- Dhoke Jamarghal Location within Punjab, Pakistan Dhoke Jamarghal Dhoke Jamarghal (Pakistan)
- Coordinates: 32°51′0.0426″N 73°33′59.0616″E﻿ / ﻿32.850011833°N 73.566406000°E
- Country: Pakistan
- Province: Punjab
- District: Jhelum
- Tehsil: Dina
- Union Council: Janjeel
- Post Office: Nathwala

Government
- • Type: Union Council
- Elevation: 271 m (889 ft)
- Time zone: UTC+5 (PKT)

= Dhoke Jamarghal =

Dhoke Jamarghal, also known as Dera Jammargal, is a hamlet located in the Jhelum District of Punjab, Pakistan. It is part of Dina Tehsil and comes under the Janjeel Union Council.

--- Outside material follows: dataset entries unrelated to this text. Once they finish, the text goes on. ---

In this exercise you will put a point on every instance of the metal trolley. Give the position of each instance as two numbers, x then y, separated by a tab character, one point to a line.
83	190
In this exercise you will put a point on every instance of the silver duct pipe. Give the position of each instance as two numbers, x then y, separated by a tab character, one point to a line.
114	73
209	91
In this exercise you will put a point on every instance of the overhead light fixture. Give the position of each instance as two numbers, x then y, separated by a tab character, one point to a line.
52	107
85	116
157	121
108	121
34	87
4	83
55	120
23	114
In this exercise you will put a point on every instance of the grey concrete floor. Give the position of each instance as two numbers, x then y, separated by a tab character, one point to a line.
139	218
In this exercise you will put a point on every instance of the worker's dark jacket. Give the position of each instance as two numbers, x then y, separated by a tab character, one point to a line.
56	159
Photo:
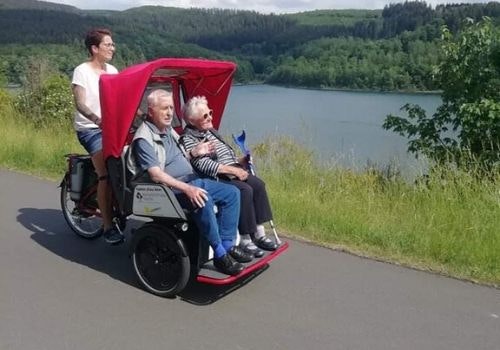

It is located 18.08 kilometers southwest of Jhelum city and 56.84 kilometers northeast of Pind Dadan Khan.

==Administration==
Historically, it has been always part of Sanghoi union council of Jhelum tehsil but in 2005 Dina tehsil was formed and Janjeel union council was created under it. This hamlet was inducted into these entities at that time.

==Geography==
It is located in southern part of Dina tehsil.